Glasgow is well known for its history of shipbuilding but now the city is carving out a name for itself in a new era of exploration.
(SOUNDBITE) (English) JEROEN CAPPAERT, CTO, SPIRE, SAYING; "Spire is a space-based data analytics company.
And we use a unique sensor platform that's located in space.
It's a constellation of nanosatellites.
And here in Glasgow in the clean room behind us we build all of those satellites here." It's called NewSpace, a term used for the private spaceflight industry, companies that are developing affordable access to space.
Spire started in the U.S. but the company has chosen Glasgow as it's Europe hub.

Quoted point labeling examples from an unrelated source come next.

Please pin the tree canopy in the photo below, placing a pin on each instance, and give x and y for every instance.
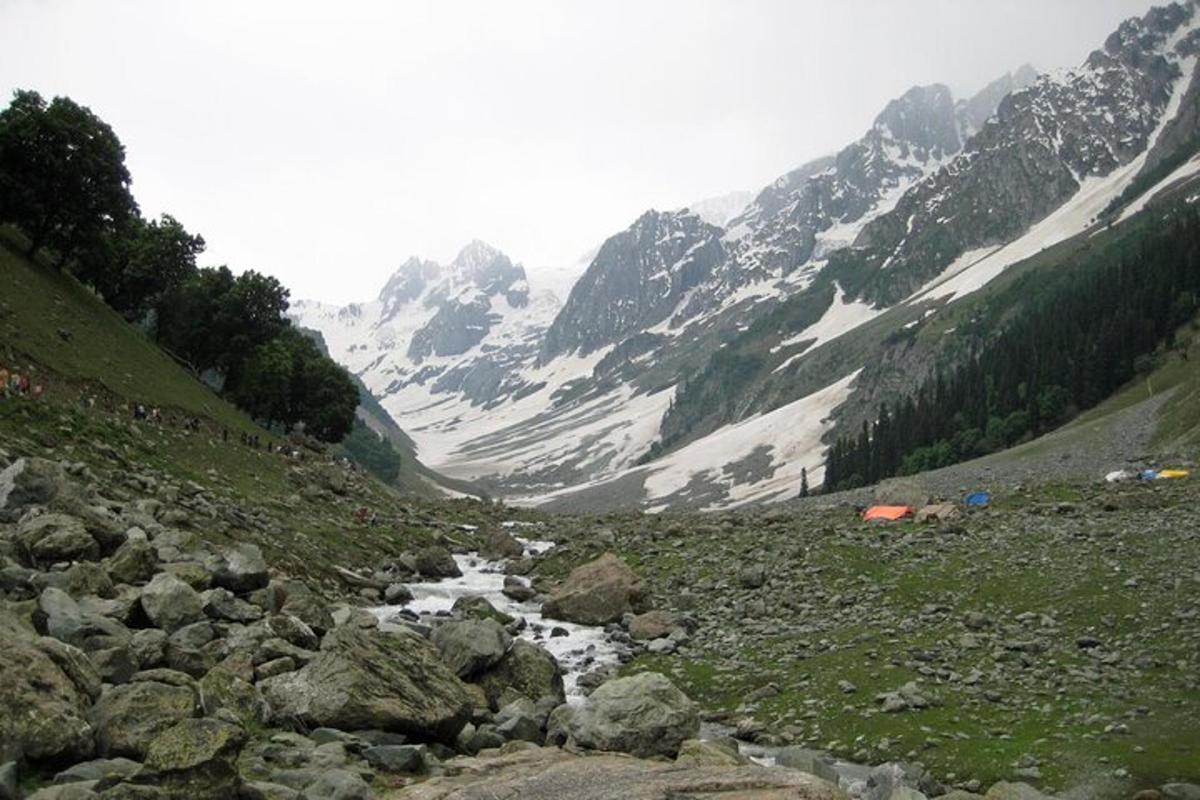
(63, 175)
(64, 185)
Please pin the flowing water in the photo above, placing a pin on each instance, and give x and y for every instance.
(582, 648)
(577, 648)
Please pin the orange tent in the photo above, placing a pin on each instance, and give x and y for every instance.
(891, 513)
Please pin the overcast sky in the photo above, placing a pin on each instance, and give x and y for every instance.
(325, 142)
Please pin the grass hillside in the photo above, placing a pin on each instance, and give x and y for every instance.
(301, 511)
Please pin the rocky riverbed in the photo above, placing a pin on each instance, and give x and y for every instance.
(147, 659)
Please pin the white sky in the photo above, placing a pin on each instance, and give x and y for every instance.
(325, 142)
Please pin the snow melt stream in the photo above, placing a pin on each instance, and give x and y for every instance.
(582, 649)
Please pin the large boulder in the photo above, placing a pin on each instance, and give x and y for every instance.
(652, 625)
(597, 593)
(366, 679)
(54, 537)
(129, 717)
(196, 759)
(306, 606)
(221, 689)
(478, 607)
(133, 563)
(501, 545)
(643, 715)
(437, 563)
(240, 569)
(171, 603)
(42, 710)
(337, 785)
(60, 617)
(526, 669)
(552, 774)
(31, 481)
(471, 645)
(1005, 791)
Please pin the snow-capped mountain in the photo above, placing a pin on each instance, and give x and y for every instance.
(703, 364)
(721, 209)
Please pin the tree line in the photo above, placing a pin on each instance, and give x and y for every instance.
(1075, 336)
(64, 185)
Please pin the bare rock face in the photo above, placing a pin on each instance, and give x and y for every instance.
(373, 679)
(597, 593)
(551, 774)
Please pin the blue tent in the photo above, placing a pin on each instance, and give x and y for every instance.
(978, 499)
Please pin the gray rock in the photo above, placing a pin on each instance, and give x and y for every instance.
(436, 561)
(54, 537)
(396, 758)
(337, 785)
(97, 770)
(129, 717)
(42, 710)
(223, 605)
(307, 607)
(808, 761)
(9, 788)
(60, 617)
(696, 752)
(643, 715)
(892, 780)
(222, 690)
(294, 631)
(478, 607)
(517, 589)
(267, 791)
(75, 665)
(471, 645)
(133, 563)
(197, 758)
(171, 603)
(373, 679)
(115, 665)
(501, 545)
(397, 594)
(521, 727)
(526, 671)
(753, 576)
(82, 791)
(240, 569)
(149, 648)
(597, 593)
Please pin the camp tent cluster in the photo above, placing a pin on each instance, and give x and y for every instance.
(933, 512)
(1120, 475)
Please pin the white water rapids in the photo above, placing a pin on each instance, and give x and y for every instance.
(582, 649)
(585, 648)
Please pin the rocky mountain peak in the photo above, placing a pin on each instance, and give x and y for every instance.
(922, 119)
(409, 281)
(975, 110)
(636, 280)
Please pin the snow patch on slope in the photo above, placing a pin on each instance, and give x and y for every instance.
(1071, 218)
(839, 318)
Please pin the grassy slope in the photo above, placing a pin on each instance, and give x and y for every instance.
(883, 606)
(304, 527)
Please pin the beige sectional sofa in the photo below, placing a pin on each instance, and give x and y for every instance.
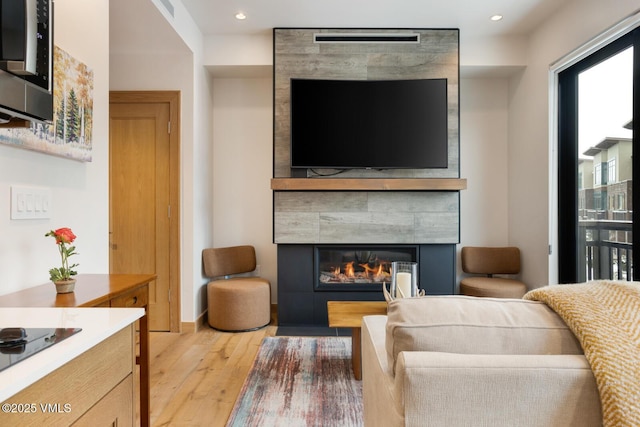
(466, 361)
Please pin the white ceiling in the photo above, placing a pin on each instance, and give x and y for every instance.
(138, 25)
(471, 16)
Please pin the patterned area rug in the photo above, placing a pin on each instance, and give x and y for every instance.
(300, 381)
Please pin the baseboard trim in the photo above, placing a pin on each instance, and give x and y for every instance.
(193, 327)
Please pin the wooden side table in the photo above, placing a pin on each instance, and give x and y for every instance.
(100, 290)
(348, 314)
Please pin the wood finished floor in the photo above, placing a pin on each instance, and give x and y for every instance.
(196, 377)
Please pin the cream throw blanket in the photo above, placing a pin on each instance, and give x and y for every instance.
(605, 317)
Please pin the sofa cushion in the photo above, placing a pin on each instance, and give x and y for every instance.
(461, 324)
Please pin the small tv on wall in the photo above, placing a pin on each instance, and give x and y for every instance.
(371, 124)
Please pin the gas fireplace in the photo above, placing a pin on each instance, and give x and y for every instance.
(357, 268)
(311, 275)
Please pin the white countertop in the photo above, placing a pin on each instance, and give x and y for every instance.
(97, 324)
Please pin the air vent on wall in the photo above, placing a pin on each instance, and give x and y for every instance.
(167, 5)
(412, 38)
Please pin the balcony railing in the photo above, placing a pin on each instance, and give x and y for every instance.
(606, 248)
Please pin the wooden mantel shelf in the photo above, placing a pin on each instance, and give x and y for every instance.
(368, 184)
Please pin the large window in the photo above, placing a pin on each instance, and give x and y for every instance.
(598, 107)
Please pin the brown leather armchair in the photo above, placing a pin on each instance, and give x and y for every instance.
(489, 262)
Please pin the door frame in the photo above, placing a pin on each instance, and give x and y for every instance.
(561, 229)
(173, 99)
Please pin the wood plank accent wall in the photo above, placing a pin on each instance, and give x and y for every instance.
(394, 214)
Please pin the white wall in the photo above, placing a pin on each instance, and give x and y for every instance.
(529, 145)
(171, 64)
(243, 167)
(79, 190)
(484, 149)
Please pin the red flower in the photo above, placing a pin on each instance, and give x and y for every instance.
(64, 235)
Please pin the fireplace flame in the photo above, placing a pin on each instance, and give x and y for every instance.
(379, 272)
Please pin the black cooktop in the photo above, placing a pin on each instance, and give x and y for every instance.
(16, 344)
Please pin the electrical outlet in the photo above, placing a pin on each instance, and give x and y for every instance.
(30, 202)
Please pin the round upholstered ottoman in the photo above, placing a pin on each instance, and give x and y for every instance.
(239, 304)
(492, 287)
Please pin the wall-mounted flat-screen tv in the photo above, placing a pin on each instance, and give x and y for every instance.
(372, 124)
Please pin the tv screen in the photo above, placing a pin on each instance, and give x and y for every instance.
(372, 124)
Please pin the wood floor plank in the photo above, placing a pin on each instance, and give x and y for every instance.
(196, 377)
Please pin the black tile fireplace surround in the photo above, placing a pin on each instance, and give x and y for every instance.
(301, 303)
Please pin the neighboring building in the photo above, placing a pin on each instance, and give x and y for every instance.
(605, 182)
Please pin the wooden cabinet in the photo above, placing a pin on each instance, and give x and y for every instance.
(100, 290)
(95, 388)
(114, 409)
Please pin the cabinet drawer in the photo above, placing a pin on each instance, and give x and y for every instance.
(136, 298)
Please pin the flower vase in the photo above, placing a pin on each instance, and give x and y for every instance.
(65, 286)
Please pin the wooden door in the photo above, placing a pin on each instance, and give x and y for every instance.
(143, 207)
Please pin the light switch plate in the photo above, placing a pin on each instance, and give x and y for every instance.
(30, 202)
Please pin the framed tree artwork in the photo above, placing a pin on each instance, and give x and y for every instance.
(70, 133)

They design the nanosatellites then sell the data they collect across three main markets - maritime, aviation, and weather.
Currently there are 72 Spire nanosats in orbit.
(SOUNDBITE) (English) JOEL SPARK, CHIEF SATELLITE ARCHITECT, SPIRE, SAYING; "If a single satellite used to cost you know $200-300 million, you can't deploy a fleet of several hundred of them.
But now because the individual satellite is getting less expensive you can just do things that weren't possible before." Across the other side of Glasgow, start-up Alba Orbital is building satellites that are even smaller.
(SOUNDBITE) (English) , TOM WALKINSHAW, CEO & FOUNDER, ALBA ORBITAL Ltd, SAYING; "The goal of Alba Orbital is to help democratize access to space by pioneering Pocketqube satellites, which are 5-by-5-by-5 centimeter cube satellites.
So these are the smallest satellites to ever fly in space." Tom Walkinshaw founded his company in Glasgow six years ago because - at that time - it was hard to find a job in his field.
But since then things have changed for Scotland's Space Industry.
(SOUNDBITE) (English) , TOM WALKINSHAW, CEO & FOUNDER, ALBA ORBITAL Ltd, SAYING; "Glasgow builds more satellites than almost anywhere else in the world.
We're currently the top city in Europe for satellite production rate.
In the future we could be top city globally." The company's Unicorn 2 satellite costs around $250,000 for hardware and launch and most of its customers are start-ups themselves.
Nine of Alba Orbital's spacecraft are scheduled to launch later this year and the goal is to eventually produce one satellite a month.
The UK is hoping to capture 10 percent of the global space market by 2030.
Next year will mark the debut of the country's first space port and it will be on Scotland's north coast.
So the UK Space industry has high hopes and the potential for Glasgow in all of this, is truly out of this world.